Nature誌の姉妹誌であるScientific Reports誌に、超伝導体の比熱と臨界磁場に関する数学作用素論的研究を世界で初めて行った大学院理工学府渡辺秀司教授による論文が掲載されました!
群馬大学大学院理工学府の渡辺秀司教授が、電気抵抗がゼロではない常伝導から電気抵抗が完全にゼロになる超伝導への転移が熱力学での2次相転移であることを数学作用素論的に世界で初めて証明したことに引き続いて、今度は、Nature誌の姉妹誌であるScientific Reports誌に、超伝導体の比熱と臨界磁場に関する数学作用素論的研究を世界で初めて行った単独執筆の論文を載せました。論文の題名は、「An operator-theoretical study of the specific heat and the critical magnetic field in the BCS-Bogoliubov model of superconductivity」(Nature)です。

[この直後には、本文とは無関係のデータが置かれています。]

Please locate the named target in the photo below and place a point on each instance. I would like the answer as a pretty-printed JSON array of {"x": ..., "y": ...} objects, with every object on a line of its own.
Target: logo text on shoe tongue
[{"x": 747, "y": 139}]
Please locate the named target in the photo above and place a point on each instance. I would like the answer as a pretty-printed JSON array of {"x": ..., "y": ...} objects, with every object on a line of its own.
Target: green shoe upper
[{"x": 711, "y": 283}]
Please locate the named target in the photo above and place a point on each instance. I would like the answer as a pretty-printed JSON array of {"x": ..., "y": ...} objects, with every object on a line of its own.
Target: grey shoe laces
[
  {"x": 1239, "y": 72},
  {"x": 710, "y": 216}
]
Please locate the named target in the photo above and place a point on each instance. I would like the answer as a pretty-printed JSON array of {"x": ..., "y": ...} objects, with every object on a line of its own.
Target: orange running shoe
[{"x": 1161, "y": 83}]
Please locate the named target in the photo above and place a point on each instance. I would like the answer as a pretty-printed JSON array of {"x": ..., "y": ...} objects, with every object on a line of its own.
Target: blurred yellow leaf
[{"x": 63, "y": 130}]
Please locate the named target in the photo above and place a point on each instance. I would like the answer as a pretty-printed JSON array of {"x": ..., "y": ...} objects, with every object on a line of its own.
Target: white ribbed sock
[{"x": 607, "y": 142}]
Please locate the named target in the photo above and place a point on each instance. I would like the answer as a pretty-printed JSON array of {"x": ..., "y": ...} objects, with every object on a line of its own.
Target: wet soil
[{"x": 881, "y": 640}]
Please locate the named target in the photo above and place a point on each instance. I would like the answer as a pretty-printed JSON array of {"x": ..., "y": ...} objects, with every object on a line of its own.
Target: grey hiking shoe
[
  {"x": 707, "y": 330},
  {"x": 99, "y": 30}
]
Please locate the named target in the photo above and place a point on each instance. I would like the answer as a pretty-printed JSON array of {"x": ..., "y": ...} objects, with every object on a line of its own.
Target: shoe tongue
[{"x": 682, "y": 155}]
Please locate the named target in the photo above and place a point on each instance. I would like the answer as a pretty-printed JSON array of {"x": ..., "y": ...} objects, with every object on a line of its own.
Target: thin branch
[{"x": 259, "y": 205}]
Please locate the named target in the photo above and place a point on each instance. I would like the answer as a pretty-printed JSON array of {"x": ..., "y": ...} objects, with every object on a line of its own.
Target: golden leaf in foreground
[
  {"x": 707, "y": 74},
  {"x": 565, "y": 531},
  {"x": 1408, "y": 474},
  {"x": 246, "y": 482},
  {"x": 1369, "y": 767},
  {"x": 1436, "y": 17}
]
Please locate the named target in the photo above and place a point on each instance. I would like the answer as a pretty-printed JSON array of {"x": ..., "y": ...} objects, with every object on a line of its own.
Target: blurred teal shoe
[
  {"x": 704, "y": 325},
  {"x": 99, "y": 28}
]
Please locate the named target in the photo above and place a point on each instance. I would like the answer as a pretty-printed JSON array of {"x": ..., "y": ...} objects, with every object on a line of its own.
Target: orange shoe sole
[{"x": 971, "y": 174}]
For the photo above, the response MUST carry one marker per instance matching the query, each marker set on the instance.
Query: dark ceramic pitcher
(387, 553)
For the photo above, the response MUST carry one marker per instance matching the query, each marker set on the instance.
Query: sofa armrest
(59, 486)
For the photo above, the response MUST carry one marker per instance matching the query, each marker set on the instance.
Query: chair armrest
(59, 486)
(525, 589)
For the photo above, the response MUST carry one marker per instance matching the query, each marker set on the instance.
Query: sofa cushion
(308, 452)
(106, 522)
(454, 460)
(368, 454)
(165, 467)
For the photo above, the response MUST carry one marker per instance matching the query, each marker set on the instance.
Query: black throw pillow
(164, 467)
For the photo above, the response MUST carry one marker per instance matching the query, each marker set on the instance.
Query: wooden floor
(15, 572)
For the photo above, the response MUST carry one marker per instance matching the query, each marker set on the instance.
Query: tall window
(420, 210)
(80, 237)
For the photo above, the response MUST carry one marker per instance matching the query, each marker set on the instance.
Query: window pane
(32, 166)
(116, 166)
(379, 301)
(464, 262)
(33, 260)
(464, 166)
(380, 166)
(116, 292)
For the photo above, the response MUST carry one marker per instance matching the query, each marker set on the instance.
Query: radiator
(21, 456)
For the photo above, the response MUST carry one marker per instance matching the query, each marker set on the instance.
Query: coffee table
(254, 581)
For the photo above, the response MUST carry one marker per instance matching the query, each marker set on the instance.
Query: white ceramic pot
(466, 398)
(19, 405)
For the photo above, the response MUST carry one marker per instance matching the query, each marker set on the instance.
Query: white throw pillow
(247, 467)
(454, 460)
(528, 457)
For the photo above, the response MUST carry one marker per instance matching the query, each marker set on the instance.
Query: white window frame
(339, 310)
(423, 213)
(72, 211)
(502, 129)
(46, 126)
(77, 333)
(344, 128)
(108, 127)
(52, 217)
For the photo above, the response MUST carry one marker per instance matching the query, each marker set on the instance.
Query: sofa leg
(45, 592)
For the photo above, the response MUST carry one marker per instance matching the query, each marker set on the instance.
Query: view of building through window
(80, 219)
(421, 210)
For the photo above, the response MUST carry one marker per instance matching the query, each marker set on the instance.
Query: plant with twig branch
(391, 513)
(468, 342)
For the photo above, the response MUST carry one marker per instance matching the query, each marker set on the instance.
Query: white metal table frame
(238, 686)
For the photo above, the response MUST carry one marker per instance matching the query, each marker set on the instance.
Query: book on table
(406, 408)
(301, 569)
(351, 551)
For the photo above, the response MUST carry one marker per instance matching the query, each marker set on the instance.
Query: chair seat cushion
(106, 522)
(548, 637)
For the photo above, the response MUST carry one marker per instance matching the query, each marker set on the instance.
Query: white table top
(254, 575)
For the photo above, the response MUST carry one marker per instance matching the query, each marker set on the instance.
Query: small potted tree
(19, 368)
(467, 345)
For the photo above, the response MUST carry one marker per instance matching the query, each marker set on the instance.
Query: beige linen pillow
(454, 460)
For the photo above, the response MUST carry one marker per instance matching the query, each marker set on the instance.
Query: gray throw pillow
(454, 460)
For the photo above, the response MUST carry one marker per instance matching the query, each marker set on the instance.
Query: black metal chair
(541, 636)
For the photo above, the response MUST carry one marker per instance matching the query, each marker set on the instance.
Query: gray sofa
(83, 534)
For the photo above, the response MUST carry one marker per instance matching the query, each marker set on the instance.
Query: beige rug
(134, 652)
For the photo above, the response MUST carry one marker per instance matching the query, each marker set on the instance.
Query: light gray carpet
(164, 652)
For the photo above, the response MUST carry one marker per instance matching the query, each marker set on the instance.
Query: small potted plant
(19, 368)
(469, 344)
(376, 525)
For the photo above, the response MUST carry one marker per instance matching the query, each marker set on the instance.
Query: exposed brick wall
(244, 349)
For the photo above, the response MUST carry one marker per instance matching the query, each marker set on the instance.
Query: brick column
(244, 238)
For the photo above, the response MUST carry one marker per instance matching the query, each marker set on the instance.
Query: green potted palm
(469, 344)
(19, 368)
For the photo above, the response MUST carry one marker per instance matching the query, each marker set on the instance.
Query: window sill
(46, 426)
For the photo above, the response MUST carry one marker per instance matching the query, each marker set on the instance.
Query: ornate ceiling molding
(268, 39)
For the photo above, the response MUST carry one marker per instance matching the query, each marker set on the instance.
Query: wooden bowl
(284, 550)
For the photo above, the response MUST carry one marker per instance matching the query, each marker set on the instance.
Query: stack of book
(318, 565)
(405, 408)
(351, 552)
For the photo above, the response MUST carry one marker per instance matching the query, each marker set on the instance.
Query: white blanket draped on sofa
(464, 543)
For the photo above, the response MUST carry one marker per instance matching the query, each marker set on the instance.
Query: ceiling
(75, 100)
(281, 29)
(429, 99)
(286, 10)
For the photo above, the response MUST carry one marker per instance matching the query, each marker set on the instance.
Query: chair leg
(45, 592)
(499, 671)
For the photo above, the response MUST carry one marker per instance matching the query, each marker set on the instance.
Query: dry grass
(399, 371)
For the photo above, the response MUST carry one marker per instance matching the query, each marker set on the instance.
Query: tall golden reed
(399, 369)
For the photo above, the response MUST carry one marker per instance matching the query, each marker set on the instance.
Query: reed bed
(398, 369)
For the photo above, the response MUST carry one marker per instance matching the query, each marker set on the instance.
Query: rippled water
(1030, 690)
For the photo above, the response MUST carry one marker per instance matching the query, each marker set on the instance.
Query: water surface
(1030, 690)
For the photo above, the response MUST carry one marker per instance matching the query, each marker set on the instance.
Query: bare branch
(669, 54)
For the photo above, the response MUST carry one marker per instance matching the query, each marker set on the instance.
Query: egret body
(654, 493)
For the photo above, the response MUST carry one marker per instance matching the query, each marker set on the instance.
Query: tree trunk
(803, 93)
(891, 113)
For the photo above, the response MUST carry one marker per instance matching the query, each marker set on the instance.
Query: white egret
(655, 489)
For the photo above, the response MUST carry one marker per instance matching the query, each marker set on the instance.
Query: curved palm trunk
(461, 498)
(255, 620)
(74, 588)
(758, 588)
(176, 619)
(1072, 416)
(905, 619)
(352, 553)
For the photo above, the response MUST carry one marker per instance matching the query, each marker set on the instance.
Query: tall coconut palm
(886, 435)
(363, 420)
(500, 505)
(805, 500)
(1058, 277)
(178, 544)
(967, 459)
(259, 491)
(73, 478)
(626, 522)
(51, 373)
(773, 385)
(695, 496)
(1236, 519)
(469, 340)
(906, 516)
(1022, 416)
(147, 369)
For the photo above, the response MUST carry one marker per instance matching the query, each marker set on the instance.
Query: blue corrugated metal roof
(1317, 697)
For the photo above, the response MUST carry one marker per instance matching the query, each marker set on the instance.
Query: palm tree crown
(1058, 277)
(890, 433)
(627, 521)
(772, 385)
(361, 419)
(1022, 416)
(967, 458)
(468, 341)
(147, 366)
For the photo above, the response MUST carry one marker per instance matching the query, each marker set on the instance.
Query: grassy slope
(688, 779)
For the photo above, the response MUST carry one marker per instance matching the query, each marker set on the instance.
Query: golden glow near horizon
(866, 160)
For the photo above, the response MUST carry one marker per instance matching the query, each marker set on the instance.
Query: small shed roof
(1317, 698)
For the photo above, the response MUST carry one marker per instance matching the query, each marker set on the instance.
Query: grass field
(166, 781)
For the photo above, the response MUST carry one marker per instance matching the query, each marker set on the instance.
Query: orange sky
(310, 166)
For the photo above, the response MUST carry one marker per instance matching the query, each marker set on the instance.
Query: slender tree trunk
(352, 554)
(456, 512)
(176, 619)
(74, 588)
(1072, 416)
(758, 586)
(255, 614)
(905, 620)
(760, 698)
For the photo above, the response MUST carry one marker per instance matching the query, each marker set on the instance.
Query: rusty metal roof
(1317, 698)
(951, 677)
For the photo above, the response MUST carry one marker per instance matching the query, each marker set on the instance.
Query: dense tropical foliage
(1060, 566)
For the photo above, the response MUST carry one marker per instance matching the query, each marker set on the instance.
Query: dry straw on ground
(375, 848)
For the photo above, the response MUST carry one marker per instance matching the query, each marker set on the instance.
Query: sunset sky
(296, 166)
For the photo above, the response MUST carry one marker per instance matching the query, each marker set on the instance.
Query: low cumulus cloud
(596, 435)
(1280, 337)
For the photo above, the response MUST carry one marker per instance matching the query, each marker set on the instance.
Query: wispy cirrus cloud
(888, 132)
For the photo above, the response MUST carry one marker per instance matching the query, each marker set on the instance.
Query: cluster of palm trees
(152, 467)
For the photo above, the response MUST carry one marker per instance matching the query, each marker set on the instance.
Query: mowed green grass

水銀、アルミなどの多くの物質の温度を絶対零度程度にまで下げていくと電気抵抗が完全にゼロになります。この驚異的な現象は超伝導とよばれ、発見者のオンネスはノーベル物理学賞を受賞しました。常伝導から超伝導への転移は、熱力学での2次相転移であることが多くの実験により確認されました。他方、超伝導の場の量子論的理論であるBCS理論は、バーディーン、クーパー、シュリーファー の3人の物理学者によって確立され大きな成功を収め、ノーベル物理学賞が授与されました。
BCS理論ではBCSギャップ方程式とよばれる方程式の解が温度について2回連続微分可能であることを証明せずに、超伝導体の比熱と臨界磁場を扱っています。したがって、もしこの解がそうでなかったら、ノーベル物理学賞が授与されたBCS 理論による扱いは不適切になってしまいます。
このような動機に基づいて、BCSギャップ方程式の解がそうなっていることを数学作用素論的に証明して、解の温度についてのさらなる性質を数学作用素論的に明らかにしました。ただし、ポテンシャルが定数である必要はなく、エネルギーの関数であっても構いません。これに立脚して、転移温度とよばれる温度における超伝導体の比熱の跳びを、転移温度における常伝導についての比熱で除した物理量に対する、より正確な新たな表式を数学作用素論的に与えました。さらに臨界磁場の転移温度付近における、より正確な新たな表式を数学作用素論的に導き、臨界磁場の温度についての1回連続微分可能性などの性質を示しました。このようにして、BCS理論の登場以来、63年にも亘るさらなる未解決の問題を解決しました。